Overview
The scrape built-in member performs intelligent web scraping with a three-tier fallback strategy: fast (Cloudflare Browser Rendering), slow (Browserless), and HTML parsing.
- member: scrape-page
type: Function
config:
builtin: scrape
url: https://example.com
format: markdown
Configuration
Output format: markdown, html, text
Strategy: auto, fast, slow, html
CSS selector for content extraction
Wait for selector before scraping
Strategies
Auto (Default)
Tries strategies in order until one succeeds:
- Fast - Cloudflare Browser Rendering (fastest)
- Slow - Browserless with full browser (slower but reliable)

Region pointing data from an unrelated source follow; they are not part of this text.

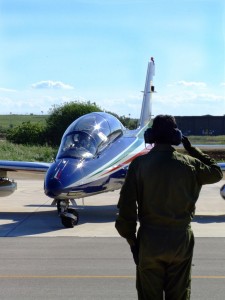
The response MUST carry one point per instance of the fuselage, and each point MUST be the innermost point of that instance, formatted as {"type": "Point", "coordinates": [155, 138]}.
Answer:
{"type": "Point", "coordinates": [77, 173]}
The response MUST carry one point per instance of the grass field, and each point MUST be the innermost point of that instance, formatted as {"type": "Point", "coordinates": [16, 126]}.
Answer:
{"type": "Point", "coordinates": [9, 151]}
{"type": "Point", "coordinates": [9, 121]}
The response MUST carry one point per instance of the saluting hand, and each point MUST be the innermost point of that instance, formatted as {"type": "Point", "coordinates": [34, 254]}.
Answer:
{"type": "Point", "coordinates": [186, 143]}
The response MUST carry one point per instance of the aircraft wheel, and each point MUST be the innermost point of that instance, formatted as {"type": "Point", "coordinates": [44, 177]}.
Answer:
{"type": "Point", "coordinates": [70, 218]}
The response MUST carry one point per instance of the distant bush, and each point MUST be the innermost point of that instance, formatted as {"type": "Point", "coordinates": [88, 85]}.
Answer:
{"type": "Point", "coordinates": [27, 133]}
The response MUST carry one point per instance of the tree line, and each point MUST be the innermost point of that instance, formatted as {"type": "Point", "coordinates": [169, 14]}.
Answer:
{"type": "Point", "coordinates": [59, 118]}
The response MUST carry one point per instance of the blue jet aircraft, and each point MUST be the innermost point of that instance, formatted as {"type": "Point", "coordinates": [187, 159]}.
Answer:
{"type": "Point", "coordinates": [94, 155]}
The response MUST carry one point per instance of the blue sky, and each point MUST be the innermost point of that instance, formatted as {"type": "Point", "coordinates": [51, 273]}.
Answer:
{"type": "Point", "coordinates": [55, 51]}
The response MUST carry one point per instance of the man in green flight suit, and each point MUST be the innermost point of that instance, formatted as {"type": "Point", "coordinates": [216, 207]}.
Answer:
{"type": "Point", "coordinates": [160, 190]}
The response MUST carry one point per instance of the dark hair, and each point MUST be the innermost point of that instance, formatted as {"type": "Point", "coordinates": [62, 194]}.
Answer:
{"type": "Point", "coordinates": [163, 128]}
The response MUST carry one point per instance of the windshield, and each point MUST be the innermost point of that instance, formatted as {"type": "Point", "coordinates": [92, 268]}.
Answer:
{"type": "Point", "coordinates": [89, 135]}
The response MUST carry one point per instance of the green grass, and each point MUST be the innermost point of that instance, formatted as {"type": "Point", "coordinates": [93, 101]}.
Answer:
{"type": "Point", "coordinates": [9, 121]}
{"type": "Point", "coordinates": [208, 139]}
{"type": "Point", "coordinates": [10, 151]}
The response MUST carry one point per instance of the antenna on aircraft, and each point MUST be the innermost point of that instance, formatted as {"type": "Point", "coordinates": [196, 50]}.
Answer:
{"type": "Point", "coordinates": [147, 97]}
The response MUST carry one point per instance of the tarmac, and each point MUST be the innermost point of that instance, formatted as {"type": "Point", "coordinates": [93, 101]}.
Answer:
{"type": "Point", "coordinates": [40, 259]}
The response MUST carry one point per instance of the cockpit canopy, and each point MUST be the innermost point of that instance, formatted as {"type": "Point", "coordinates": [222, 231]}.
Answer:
{"type": "Point", "coordinates": [89, 135]}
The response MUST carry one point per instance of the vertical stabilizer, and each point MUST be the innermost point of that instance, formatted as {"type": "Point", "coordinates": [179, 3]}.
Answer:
{"type": "Point", "coordinates": [146, 109]}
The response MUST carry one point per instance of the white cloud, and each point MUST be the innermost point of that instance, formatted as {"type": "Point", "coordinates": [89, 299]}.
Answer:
{"type": "Point", "coordinates": [49, 84]}
{"type": "Point", "coordinates": [191, 83]}
{"type": "Point", "coordinates": [7, 90]}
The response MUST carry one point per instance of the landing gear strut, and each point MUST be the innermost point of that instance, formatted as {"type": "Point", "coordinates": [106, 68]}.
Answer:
{"type": "Point", "coordinates": [69, 216]}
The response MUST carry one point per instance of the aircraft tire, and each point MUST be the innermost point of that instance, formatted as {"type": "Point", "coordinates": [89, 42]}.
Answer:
{"type": "Point", "coordinates": [70, 222]}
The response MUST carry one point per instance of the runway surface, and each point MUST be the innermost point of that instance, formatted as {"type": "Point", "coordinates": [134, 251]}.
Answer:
{"type": "Point", "coordinates": [40, 259]}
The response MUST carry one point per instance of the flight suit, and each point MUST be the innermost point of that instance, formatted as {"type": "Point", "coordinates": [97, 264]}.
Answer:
{"type": "Point", "coordinates": [160, 190]}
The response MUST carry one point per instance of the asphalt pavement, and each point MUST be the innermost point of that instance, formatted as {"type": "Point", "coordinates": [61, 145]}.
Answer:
{"type": "Point", "coordinates": [40, 259]}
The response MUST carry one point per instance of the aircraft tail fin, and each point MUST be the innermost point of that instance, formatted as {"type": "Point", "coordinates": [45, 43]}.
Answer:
{"type": "Point", "coordinates": [146, 110]}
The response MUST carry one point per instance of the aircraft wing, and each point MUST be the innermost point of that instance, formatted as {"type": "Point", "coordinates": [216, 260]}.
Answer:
{"type": "Point", "coordinates": [6, 165]}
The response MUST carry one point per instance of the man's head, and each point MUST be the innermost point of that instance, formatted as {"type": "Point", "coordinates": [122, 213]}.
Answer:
{"type": "Point", "coordinates": [164, 131]}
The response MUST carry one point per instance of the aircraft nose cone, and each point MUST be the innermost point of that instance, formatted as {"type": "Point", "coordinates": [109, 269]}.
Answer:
{"type": "Point", "coordinates": [53, 188]}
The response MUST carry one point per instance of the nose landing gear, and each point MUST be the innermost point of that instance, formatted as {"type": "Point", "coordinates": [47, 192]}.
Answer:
{"type": "Point", "coordinates": [69, 216]}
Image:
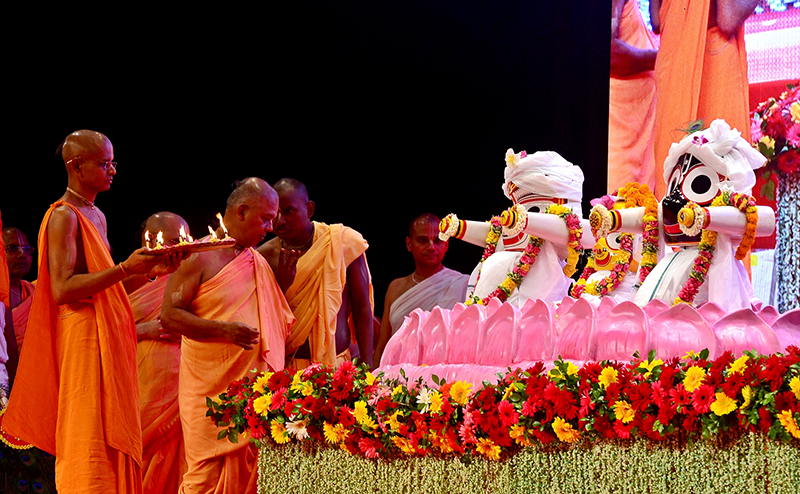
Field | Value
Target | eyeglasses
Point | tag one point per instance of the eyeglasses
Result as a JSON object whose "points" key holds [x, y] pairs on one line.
{"points": [[104, 164], [24, 249]]}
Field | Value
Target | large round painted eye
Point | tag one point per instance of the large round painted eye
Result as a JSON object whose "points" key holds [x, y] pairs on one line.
{"points": [[674, 179], [537, 205], [701, 185], [614, 241]]}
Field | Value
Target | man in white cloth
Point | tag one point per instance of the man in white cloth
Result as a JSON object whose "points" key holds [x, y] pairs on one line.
{"points": [[697, 169], [429, 285]]}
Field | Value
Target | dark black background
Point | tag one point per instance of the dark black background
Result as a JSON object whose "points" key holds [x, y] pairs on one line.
{"points": [[385, 109]]}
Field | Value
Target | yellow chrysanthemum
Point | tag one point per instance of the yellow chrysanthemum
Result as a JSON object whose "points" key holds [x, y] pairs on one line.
{"points": [[262, 403], [278, 432], [794, 385], [723, 404], [737, 367], [789, 423], [436, 402], [747, 395], [608, 376], [623, 411], [564, 431], [261, 383], [397, 390], [556, 373], [694, 378], [394, 423], [488, 448], [403, 444], [460, 392], [649, 366], [517, 433]]}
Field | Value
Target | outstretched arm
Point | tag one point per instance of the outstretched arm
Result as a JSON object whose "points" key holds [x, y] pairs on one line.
{"points": [[65, 256]]}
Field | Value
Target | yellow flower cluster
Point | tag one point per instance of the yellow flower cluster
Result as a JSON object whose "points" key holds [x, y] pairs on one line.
{"points": [[564, 431]]}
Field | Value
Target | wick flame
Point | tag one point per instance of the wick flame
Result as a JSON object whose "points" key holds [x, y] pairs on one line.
{"points": [[184, 236], [219, 217]]}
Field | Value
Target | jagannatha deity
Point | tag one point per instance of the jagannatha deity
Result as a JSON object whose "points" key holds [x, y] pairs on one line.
{"points": [[708, 221], [532, 248]]}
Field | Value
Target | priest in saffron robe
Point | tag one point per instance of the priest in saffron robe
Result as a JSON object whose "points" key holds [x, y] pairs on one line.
{"points": [[701, 70], [632, 98], [82, 403], [19, 254], [332, 288], [431, 284], [158, 357], [229, 308]]}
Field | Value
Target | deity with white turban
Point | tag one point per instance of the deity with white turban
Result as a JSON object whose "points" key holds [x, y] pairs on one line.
{"points": [[709, 219], [526, 247]]}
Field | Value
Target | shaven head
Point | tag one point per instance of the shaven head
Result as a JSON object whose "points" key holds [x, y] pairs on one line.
{"points": [[247, 190], [293, 185], [169, 224], [83, 143], [249, 212]]}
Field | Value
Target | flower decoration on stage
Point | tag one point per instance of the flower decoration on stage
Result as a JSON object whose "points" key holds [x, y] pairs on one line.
{"points": [[693, 218], [775, 132], [574, 244], [509, 219], [349, 408]]}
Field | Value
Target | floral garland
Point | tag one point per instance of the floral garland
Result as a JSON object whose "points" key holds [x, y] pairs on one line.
{"points": [[693, 218], [574, 244], [509, 219], [610, 282], [637, 195], [351, 408]]}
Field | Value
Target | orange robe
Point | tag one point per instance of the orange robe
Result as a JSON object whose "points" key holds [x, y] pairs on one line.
{"points": [[316, 293], [76, 394], [632, 111], [245, 290], [700, 74], [163, 457], [22, 312]]}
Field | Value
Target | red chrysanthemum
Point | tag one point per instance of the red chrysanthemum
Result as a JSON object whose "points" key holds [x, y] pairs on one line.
{"points": [[702, 398]]}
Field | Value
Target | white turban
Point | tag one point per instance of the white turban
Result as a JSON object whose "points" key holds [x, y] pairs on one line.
{"points": [[545, 173], [724, 150]]}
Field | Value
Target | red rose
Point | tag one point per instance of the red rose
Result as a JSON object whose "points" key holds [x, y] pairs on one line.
{"points": [[788, 162]]}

- HTML - Direct HTML parsing (fallback)
Fast
Uses Cloudflare Browser Rendering API:
- member: fast-scrape
type: Function
config:
builtin: scrape
url: ${input.url}
strategy: fast
Slow
Uses Browserless for JavaScript-heavy sites:
- member: slow-scrape
type: Function
config:
builtin: scrape
url: ${input.url}
strategy: slow
waitFor: '.content-loaded'
HTML
Direct HTML parsing (no JavaScript):
- member: html-scrape
type: Function
config:
builtin: scrape
url: ${input.url}
strategy: html
selector: 'article.content'
Markdown
Clean markdown output:
- member: to-markdown
type: Function
config:
builtin: scrape
url: ${input.url}
format: markdown
Output:
# Page Title
Content paragraph...
## Section Heading
More content...
HTML
Preserved HTML structure:
- member: to-html
type: Function
config:
builtin: scrape
url: ${input.url}
format: html
Text
Plain text only:
- member: to-text
type: Function
config:
builtin: scrape
url: ${input.url}
format: text
Examples
Basic Scraping
flow:
- member: scrape-article
type: Function
config:
builtin: scrape
url: https://blog.example.com/article-123
format: markdown
output:
content: ${scrape-article.output.content}
title: ${scrape-article.output.title}
With Selector
- member: scrape-content
type: Function
config:
builtin: scrape
url: ${input.url}
selector: 'main.article-content'
format: markdown
Wait for Dynamic Content
- member: scrape-spa
type: Function
config:
builtin: scrape
url: ${input.url}
strategy: slow
waitFor: '[data-content-loaded="true"]'
timeout: 60000
Batch Scraping
flow:
- foreach: ${input.urls}
as: url
do:
- member: scrape-page
type: Function
config:
builtin: scrape
url: ${url}
format: markdown
cache:
enabled: true
ttl: 3600000 # Cache 1 hour
key: ${url}
Output
interface ScrapeOutput {
content: string;
title?: string;
strategy: 'fast' | 'slow' | 'html';
duration: number;
cached?: boolean;
}
Error Handling
- member: safe-scrape
type: Function
config:
builtin: scrape
url: ${input.url}
retry:
maxAttempts: 3
backoff: exponential
Error codes:
SCRAPE_TIMEOUT - Exceeded timeout
SCRAPE_FAILED - All strategies failed
INVALID_URL - Malformed URL
NETWORK_ERROR - Connection failed
Best Practices
- Use auto strategy - Let it choose best method
- Cache results - Avoid redundant scraping
- Set reasonable timeouts - Prevent hanging
- Handle errors - Sites may be down
- Respect robots.txt - Be a good citizen
- Rate limit - Don’t overwhelm servers
- Use selectors - Extract specific content
- Test with various sites - Different structures